Most banking applications are built on earlier architectures and technologies and pose significant security challenges, especially under the new Payment Card Industry Data Security Standards 4.0 (PCI DSS). These applications face greater risk due to coding practices at development time and the absence of modern security features like Multi-Factor Authentication (MFA). Enhancing these applications with MFA is necessary to protect against unauthorized access and data breaches.
PCI DSS v4.0 Requirement 8.4.2 mandates at least two forms of user authentication into the CDE, such as a password and a generated passcode.
This significantly reduces the risk of unauthorized access, as the compromise of one factor alone is not enough to breach the system. For banking applications, incorporating MFA provides layers of security, aligning mature systems with new compliance standards.
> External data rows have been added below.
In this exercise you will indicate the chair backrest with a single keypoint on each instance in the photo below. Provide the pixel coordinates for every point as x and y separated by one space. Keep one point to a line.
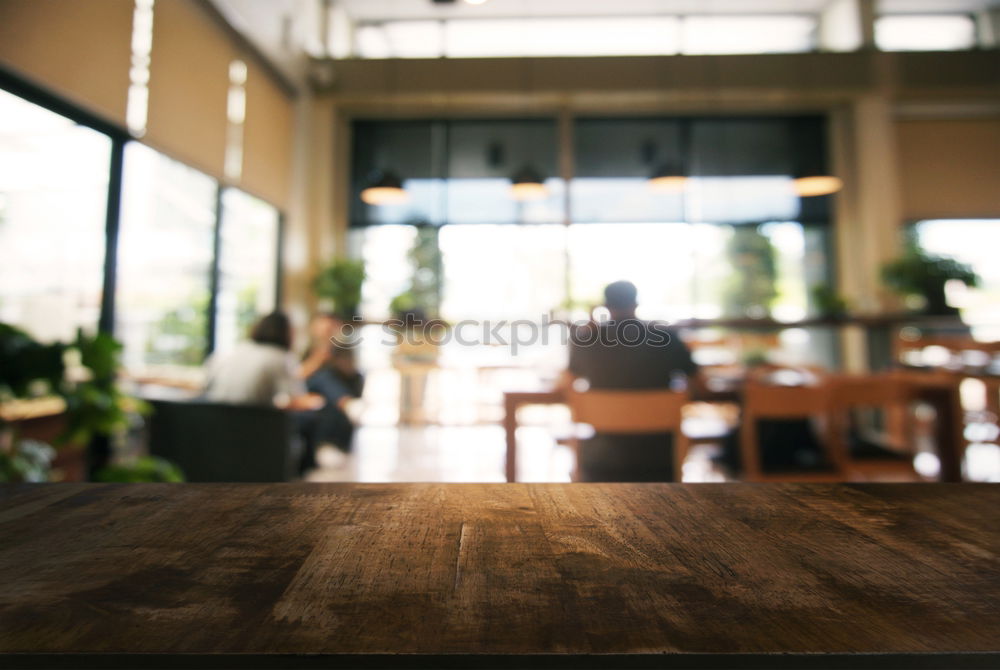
765 401
213 442
629 411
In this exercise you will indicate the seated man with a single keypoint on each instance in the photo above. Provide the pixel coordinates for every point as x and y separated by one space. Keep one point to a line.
627 353
329 371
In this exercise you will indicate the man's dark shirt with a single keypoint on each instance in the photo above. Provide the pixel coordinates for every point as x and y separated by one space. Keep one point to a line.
629 354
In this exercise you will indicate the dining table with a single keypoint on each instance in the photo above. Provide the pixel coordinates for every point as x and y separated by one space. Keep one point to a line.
302 575
939 391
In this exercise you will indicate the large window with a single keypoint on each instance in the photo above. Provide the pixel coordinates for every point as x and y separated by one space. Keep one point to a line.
247 277
910 32
165 261
53 193
172 250
732 240
586 36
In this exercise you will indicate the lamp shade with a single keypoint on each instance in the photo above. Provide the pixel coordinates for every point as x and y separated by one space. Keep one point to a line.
668 178
528 184
818 184
384 188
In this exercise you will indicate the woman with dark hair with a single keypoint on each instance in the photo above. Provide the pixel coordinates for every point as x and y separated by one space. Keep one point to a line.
261 370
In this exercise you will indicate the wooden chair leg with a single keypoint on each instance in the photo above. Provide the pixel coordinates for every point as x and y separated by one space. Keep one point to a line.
682 446
749 449
574 443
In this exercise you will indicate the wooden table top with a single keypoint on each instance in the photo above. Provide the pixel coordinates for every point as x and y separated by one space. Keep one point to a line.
451 575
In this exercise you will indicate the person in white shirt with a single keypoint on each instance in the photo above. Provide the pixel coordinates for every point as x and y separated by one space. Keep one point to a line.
261 370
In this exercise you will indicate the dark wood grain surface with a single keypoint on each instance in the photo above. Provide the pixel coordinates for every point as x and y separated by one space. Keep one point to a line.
673 575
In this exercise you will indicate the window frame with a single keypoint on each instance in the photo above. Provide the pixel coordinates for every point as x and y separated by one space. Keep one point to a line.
37 95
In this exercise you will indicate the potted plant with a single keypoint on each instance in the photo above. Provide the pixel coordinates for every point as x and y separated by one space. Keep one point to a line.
338 287
918 275
829 304
83 375
27 369
751 287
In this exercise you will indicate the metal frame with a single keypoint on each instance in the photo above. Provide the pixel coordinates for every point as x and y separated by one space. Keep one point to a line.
119 136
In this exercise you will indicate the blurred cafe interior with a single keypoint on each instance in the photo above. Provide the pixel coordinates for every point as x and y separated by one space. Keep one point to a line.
377 240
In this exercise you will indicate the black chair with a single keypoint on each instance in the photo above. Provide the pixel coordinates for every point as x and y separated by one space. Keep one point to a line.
214 442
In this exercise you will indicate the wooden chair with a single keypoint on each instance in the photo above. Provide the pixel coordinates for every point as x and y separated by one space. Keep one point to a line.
766 401
893 395
631 412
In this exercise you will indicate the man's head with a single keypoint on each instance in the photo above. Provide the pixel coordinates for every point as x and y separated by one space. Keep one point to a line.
619 298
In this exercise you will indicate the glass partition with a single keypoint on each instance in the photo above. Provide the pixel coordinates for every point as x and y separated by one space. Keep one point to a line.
53 196
248 256
164 261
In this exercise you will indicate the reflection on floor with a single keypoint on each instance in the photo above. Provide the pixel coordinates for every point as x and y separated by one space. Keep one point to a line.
463 454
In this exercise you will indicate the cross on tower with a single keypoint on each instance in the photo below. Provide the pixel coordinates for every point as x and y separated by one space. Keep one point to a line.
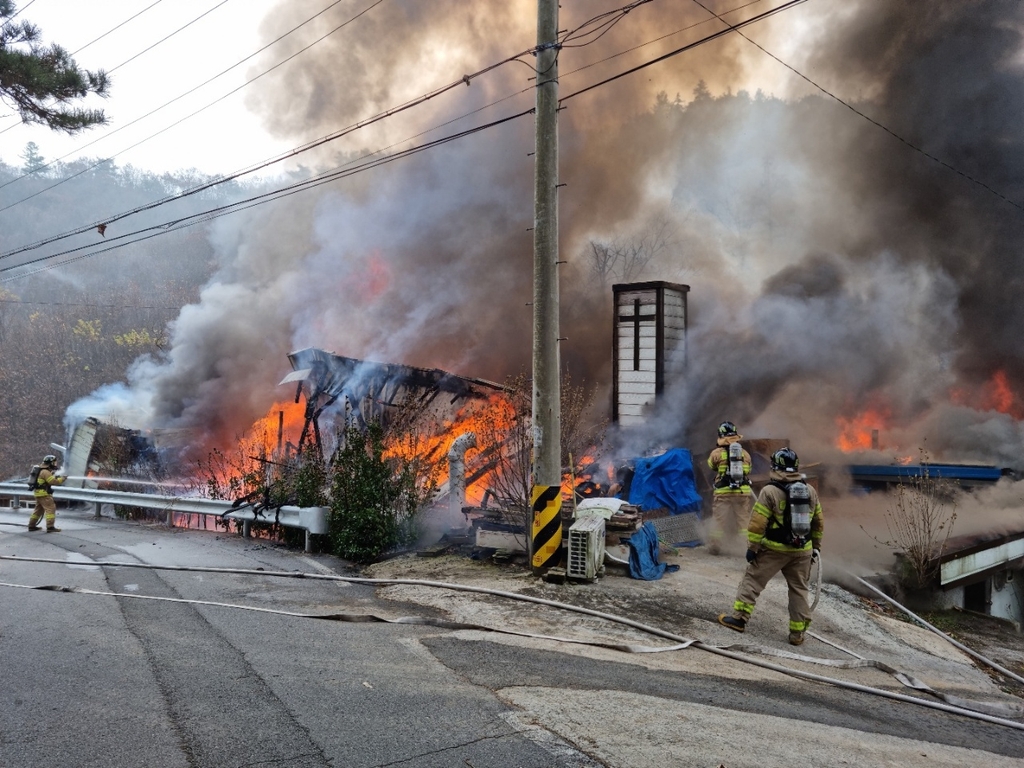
637 318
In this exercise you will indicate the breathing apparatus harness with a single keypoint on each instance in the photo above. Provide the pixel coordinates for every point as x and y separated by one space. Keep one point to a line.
34 483
733 477
796 527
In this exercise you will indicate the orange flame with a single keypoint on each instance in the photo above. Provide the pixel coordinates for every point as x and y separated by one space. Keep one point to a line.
856 432
282 424
493 417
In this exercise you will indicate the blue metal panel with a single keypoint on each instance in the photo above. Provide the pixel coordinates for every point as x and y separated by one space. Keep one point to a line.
946 471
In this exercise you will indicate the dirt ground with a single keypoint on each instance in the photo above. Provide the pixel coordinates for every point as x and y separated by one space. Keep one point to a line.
686 603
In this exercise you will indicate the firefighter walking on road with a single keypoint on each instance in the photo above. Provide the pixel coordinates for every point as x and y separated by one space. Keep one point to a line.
783 534
731 500
43 478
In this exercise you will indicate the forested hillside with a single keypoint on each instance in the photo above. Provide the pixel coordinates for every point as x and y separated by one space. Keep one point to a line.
67 331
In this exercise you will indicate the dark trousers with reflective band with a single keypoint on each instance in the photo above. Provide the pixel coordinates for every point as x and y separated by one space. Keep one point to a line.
796 566
45 506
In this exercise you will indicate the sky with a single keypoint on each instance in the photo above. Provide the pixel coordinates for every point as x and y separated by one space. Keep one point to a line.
222 138
204 39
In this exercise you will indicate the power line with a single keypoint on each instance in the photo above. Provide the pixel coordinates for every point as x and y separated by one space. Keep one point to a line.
332 176
189 24
81 304
619 14
177 98
860 114
118 27
203 216
688 46
168 37
17 12
264 164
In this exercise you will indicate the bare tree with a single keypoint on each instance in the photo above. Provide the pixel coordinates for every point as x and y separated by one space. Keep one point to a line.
920 519
626 259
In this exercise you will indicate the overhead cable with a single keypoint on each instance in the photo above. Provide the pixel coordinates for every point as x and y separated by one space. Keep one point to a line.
310 183
116 28
177 98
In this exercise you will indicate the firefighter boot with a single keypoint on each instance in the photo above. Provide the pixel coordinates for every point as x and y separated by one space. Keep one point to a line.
732 623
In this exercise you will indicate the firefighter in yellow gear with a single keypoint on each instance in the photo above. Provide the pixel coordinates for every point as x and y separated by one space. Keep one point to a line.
730 504
43 491
783 534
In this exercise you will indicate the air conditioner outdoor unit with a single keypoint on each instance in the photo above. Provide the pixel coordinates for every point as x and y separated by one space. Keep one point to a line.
586 558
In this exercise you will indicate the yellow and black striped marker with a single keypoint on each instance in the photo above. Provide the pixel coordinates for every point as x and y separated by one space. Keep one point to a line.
547 527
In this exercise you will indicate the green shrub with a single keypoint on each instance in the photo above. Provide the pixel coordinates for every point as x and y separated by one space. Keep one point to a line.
374 498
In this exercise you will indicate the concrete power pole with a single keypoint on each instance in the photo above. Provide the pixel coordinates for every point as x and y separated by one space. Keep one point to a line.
546 540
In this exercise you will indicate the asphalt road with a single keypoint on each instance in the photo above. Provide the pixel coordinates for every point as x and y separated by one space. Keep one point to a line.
100 680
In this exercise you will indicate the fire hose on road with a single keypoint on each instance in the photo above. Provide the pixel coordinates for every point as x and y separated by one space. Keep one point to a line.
736 652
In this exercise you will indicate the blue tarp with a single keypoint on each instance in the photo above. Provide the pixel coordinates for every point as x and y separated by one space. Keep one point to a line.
666 481
643 555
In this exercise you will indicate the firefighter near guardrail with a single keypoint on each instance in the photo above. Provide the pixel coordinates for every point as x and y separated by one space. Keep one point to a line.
44 476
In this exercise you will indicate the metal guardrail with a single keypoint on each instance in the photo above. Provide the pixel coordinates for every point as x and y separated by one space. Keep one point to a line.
310 519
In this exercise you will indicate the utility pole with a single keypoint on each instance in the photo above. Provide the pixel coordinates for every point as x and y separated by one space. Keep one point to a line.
546 539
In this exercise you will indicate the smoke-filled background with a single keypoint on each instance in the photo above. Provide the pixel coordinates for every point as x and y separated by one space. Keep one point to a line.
848 271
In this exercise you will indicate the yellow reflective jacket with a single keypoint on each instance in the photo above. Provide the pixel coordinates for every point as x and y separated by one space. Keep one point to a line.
45 481
719 463
769 510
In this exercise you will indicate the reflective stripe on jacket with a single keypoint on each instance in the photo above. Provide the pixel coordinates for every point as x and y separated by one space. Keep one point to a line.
771 507
719 463
45 481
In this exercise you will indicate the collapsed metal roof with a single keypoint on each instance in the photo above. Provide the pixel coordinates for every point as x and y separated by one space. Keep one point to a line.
372 390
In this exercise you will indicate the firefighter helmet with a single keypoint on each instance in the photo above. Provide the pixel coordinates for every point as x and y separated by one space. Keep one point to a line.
726 429
784 460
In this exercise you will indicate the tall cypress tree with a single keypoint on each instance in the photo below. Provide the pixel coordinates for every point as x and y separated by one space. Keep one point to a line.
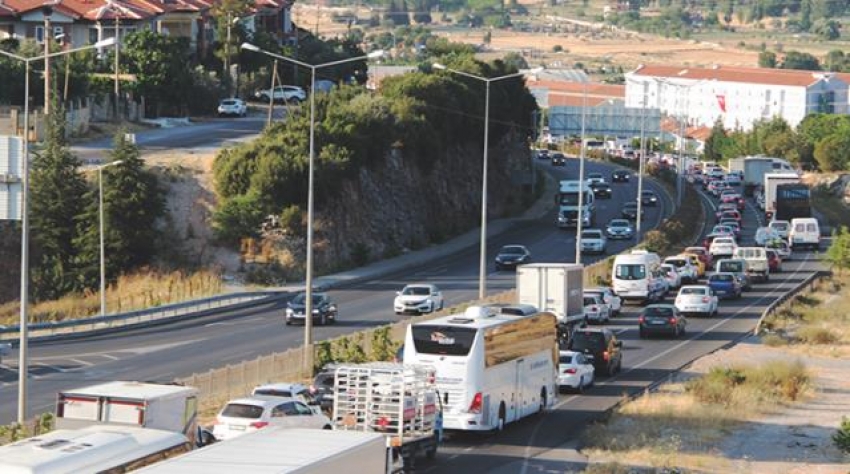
132 202
55 199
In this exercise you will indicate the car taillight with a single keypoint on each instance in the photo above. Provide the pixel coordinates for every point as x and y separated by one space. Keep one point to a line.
475 406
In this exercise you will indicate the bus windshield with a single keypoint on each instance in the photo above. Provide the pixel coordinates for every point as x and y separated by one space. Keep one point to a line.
443 340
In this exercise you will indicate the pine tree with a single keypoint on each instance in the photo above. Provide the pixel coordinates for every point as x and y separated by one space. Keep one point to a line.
55 199
132 202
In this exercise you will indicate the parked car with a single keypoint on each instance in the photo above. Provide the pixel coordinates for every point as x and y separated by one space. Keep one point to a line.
606 294
630 210
621 176
648 198
232 107
593 241
602 345
722 246
510 256
558 159
594 179
245 415
737 267
603 191
620 229
595 311
418 298
575 371
671 274
285 390
663 319
324 309
725 285
774 261
282 94
697 299
683 265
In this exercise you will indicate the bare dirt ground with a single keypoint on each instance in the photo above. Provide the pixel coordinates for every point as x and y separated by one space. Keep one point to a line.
794 438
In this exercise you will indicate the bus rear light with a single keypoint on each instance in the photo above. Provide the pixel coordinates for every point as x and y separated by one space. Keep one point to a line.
475 406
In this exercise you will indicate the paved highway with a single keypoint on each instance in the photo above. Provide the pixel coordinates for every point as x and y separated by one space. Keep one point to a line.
175 350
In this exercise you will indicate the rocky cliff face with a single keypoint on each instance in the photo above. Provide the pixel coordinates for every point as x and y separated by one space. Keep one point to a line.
397 207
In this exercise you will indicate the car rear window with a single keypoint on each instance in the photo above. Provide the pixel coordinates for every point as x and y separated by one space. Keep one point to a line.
241 410
587 340
443 340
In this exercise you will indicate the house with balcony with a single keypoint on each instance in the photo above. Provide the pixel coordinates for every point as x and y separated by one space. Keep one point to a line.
738 96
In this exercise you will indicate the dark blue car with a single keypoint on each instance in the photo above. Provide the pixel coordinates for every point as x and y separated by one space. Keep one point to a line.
725 285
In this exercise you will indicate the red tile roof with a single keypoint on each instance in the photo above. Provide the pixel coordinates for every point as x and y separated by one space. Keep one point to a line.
784 77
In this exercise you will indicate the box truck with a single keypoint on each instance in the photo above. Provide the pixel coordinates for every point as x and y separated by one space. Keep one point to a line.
148 405
280 450
554 287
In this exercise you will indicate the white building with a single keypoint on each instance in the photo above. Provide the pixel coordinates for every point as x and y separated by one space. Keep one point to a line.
739 96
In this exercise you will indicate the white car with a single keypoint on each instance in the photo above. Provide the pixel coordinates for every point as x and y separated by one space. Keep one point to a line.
245 415
593 241
722 246
671 274
282 94
607 296
286 390
595 311
696 299
575 370
687 271
236 107
418 298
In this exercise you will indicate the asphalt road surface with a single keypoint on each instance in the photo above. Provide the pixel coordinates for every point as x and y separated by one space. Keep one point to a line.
165 352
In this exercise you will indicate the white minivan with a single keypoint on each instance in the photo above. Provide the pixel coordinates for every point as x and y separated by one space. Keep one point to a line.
804 232
637 276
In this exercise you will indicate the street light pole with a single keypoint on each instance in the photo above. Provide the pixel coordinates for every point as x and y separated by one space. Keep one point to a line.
482 263
23 330
102 246
308 290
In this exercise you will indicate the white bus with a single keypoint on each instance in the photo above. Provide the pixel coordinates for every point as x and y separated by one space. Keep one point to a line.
491 368
91 450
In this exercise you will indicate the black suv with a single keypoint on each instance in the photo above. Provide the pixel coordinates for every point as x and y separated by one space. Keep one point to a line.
602 345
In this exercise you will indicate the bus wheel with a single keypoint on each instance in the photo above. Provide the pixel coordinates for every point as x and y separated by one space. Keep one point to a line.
500 425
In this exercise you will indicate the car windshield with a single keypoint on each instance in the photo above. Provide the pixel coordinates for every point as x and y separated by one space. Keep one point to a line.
662 311
416 290
241 410
512 251
587 340
301 298
635 271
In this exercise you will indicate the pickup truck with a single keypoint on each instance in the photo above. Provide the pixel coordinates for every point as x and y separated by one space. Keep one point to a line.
758 266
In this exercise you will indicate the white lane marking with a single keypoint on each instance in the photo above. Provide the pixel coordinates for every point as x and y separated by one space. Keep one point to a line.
528 447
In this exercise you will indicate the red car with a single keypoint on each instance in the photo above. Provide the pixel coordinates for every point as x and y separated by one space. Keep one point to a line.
774 261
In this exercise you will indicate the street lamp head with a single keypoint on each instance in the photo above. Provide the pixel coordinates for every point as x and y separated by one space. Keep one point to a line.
105 43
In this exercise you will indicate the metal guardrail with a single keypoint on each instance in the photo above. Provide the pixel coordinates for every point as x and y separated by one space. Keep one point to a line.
778 303
144 317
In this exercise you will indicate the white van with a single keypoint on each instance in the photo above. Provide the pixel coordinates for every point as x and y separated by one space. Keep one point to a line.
804 232
637 276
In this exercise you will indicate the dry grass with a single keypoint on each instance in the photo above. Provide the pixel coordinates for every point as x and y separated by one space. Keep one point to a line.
130 292
682 423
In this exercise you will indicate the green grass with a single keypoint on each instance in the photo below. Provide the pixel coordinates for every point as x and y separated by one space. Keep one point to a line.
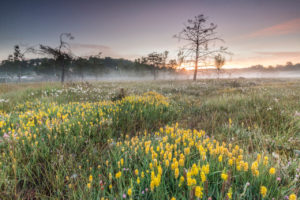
263 114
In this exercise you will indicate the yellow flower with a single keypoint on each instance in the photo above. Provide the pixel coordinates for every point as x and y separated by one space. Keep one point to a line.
272 171
229 194
203 177
129 192
198 191
293 197
118 174
263 191
167 163
89 185
220 158
176 172
224 176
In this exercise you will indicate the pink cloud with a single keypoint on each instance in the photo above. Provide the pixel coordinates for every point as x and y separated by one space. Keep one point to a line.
291 26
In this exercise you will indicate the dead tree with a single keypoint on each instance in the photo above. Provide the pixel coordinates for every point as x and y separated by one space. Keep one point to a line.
219 63
199 37
61 54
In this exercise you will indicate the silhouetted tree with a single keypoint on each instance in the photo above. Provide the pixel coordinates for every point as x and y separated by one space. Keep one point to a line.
199 36
62 54
156 60
219 63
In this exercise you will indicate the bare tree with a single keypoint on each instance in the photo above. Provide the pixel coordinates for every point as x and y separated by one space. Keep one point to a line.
219 63
200 37
156 60
62 54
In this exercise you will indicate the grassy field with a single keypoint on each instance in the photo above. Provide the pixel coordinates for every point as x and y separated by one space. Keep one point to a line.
210 139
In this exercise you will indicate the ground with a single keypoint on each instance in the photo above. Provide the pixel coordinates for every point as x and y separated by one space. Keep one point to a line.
259 115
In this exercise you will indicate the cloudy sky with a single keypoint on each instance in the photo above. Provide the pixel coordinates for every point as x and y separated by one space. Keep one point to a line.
257 31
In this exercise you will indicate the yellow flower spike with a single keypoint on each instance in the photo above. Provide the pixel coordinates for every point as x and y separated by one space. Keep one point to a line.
293 197
129 192
136 172
263 191
118 174
229 194
272 171
198 192
176 172
224 176
89 185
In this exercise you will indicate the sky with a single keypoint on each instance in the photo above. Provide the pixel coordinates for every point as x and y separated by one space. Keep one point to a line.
263 32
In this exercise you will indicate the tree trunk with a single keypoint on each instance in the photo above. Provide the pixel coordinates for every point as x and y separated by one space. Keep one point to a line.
63 73
196 63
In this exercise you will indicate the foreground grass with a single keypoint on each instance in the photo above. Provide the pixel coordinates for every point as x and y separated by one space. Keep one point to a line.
260 116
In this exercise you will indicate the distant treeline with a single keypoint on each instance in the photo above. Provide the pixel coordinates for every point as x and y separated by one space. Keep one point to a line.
80 68
289 66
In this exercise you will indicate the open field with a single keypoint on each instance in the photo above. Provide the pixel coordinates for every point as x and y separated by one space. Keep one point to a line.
217 139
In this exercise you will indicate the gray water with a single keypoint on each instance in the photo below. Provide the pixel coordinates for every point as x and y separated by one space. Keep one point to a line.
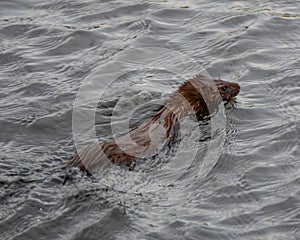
49 48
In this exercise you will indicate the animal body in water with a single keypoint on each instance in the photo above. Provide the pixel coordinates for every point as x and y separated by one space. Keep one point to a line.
195 96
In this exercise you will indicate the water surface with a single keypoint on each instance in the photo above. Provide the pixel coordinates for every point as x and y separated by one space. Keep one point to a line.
47 50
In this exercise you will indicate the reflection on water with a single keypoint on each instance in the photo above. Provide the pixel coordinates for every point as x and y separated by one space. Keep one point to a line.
48 49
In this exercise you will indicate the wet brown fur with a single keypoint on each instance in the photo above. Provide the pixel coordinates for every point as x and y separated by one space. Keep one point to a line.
196 96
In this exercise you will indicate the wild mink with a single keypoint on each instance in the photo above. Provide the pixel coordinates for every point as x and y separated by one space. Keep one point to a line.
143 140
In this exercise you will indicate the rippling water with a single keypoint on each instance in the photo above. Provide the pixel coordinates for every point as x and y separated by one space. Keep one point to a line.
47 50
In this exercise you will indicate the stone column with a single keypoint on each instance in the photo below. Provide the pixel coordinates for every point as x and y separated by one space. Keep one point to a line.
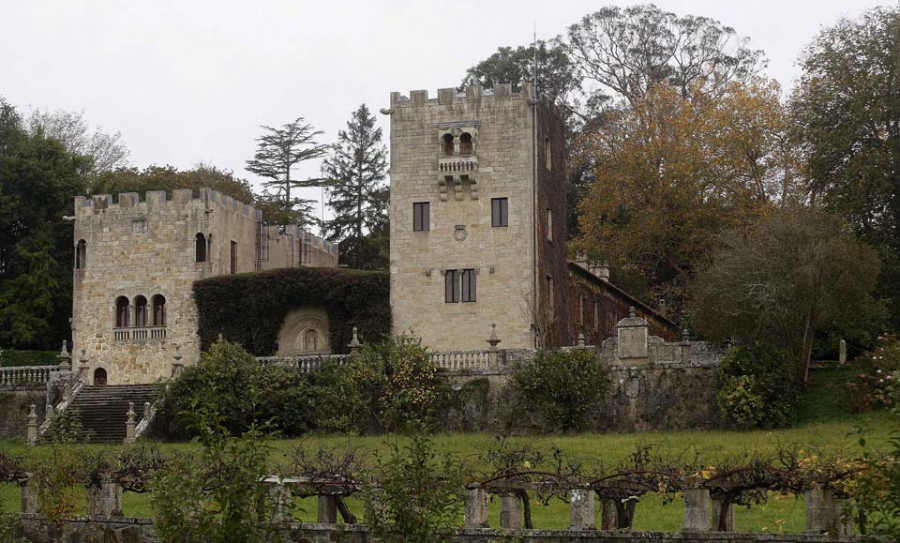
105 500
130 424
327 510
718 504
29 498
31 433
608 515
476 508
510 513
581 509
696 510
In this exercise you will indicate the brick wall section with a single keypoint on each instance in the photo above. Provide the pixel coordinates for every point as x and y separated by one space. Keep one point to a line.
502 125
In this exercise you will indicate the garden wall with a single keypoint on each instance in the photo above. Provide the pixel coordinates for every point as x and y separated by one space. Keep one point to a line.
138 530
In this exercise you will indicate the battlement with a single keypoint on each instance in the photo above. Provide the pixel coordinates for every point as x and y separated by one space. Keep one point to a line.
157 200
473 94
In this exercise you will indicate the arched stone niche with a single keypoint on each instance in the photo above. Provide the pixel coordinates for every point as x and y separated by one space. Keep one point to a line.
304 331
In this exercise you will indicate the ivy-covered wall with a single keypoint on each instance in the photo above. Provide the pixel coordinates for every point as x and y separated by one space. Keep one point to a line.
250 308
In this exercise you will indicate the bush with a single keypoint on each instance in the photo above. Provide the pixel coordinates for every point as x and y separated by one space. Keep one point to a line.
244 391
876 376
562 385
757 387
390 384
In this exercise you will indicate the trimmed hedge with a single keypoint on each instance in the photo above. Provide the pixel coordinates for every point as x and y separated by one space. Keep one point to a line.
250 308
13 357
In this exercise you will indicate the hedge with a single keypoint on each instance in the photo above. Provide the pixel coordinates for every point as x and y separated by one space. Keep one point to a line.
250 308
13 357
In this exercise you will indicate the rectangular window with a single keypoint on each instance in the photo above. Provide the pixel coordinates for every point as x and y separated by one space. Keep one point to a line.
421 216
499 212
468 285
451 286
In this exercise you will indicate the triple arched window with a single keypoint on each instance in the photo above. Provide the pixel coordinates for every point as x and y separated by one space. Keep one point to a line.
138 313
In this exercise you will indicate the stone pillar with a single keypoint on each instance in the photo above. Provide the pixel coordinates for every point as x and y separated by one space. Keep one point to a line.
29 498
718 504
510 513
696 510
105 500
327 510
31 433
608 515
476 508
282 503
581 509
633 334
130 424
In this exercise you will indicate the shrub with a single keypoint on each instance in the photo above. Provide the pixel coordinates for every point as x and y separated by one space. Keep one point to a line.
420 495
244 391
757 387
562 385
877 372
On HPE NonStop systems, you meet this requirement with XYGATE User Authentication (XUA). XUA seamlessly integrates MFA with your RSA SecurID, Microsoft Authenticator, Active Directory, Google Authenticator, RADIUS, and more, making your systems and users secure and compliant.
For BASE24 customers looking to achieve PCI DSS 4.0 compliance, ACI Worldwide and XYPRO have partnered to extend this same capability to BASE24. This integration strengthens the security of your HPE NonStop applications, such as BASE24, through industry-leading multi-factor authentication. User access to the BASE24 CDE is currently provided by way of the BASE24 AFT screens. With this XYPRO MFA update, users are presented with an additional screen(s) to enter authentication details with MFA Authorization provided by XYPRO.